By Malay Desai
From: UK by Grey Digital
A new campaign for energy drink Lucozade talks of finding one’s rhythm and keeping it. Its film shows regular workers such as a window-cleaner, a librarian, a kebab shop chef etc. doing their tasks with super-fast moves, all shot in slow-motion. These also include impossible things such as fixing a tyre of a moving car and making books fly. On social media, the brand put up candid videos of people doing seemingly impossible stuff with ease such as sorting letters, speed-parking and throwing slices in a toaster. In its OOH campaign, the brand speaks to commuters, asking them to grab the drink and find their flow.
Why we like ?
If I asked you to list energy drinks five years ago, you’d have only mentioned the one that gives you wings. Now, there are half-a-dozen more. In the UK, the clutter occurred much earlier and with a young TA that’s definitely as much into playing sports as we are into ‘watching’ cricket, Lucozade’s message had to be sharp and catchy.

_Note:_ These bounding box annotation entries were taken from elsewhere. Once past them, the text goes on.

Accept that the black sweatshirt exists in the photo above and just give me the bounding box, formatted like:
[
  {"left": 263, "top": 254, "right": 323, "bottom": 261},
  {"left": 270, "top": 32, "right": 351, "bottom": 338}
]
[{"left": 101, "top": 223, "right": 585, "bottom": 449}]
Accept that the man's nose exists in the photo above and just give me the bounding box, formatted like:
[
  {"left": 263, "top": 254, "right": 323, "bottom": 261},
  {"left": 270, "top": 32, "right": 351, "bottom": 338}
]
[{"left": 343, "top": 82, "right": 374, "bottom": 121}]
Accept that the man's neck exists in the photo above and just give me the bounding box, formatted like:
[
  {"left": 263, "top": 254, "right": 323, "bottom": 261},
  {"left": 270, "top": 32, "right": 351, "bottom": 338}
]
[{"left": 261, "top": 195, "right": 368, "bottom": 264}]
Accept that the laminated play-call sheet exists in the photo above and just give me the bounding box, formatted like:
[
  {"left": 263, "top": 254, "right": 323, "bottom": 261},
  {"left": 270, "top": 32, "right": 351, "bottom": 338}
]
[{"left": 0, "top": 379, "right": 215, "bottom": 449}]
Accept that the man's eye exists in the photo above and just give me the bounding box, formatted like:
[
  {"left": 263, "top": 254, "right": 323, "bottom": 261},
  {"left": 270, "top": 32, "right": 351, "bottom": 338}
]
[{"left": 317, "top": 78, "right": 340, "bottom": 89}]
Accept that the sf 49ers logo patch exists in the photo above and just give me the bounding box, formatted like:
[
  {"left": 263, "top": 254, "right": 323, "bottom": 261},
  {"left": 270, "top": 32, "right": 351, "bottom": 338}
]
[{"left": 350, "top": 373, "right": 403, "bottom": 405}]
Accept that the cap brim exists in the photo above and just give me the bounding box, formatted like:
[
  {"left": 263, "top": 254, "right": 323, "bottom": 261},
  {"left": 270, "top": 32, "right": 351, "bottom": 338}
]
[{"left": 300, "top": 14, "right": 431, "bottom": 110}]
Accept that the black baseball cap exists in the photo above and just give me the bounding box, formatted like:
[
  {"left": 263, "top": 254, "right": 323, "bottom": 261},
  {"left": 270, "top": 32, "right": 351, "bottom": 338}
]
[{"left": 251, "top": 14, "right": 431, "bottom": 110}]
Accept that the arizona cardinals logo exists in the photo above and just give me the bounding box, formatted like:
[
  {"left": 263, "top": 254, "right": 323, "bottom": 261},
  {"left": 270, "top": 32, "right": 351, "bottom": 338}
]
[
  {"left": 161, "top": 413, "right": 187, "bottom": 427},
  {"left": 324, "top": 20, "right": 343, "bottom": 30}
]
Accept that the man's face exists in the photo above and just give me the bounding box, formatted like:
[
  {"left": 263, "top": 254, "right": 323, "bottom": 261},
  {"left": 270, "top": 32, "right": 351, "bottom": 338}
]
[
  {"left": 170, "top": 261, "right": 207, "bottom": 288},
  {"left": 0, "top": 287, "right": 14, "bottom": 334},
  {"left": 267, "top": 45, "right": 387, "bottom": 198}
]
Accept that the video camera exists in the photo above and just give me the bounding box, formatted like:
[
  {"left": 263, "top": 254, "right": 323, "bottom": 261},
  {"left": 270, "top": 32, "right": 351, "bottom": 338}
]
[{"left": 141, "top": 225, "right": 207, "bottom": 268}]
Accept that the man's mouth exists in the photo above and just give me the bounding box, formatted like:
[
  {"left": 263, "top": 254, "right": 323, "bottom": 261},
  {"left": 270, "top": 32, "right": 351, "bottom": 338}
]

‘Flow – the unmistakable feeling of unstoppable’, the film begins, the copy getting more powerful as it rolls out. If the agency had followed conventions and ‘safe idea lists’, it could have gone with fast-paced visuals of rivers, cheetahs, sprinters… even stuff like trains and ballet dancers. But Lucozade, first manufactured in 1927 by a Newcastle chemist for the sick and now a prized brand of a Japanese holding company, couldn’t go the ‘wings’ or any other been-there way.
The heroes of the film are common folks who achieve flow, a rhythm in their day. They are workers with uninteresting lives – a librarian, a window cleaner et al, but they are made to do superhuman things, thanks to the secret potion. The 60-second film progressively goes from ‘regular exciting’ to ‘wow’ and ‘WTF’ and thanks to a thumping background score and a misplaced yet recall-worthy voiceover, makes an impact. Perhaps the ‘serious’ tone balances the otherwise whacked out idea.
It must have weighed in from market research, but there are two commuters in the film, and the OOH campaign too presses upon the ‘on the go’ touch point. In an urban market with hushed routines and tiny attention spans, this targeting works.
The defining factor for the ‘flow’ message to have flown is the retro, dual coloured theme of the campaign. With yellow-and-red as primary and other combinations to supplement, the design is simple and eye-catching. I had loved Frooti’s New York agency for similar work in the brand’s revamp in March; this is at par.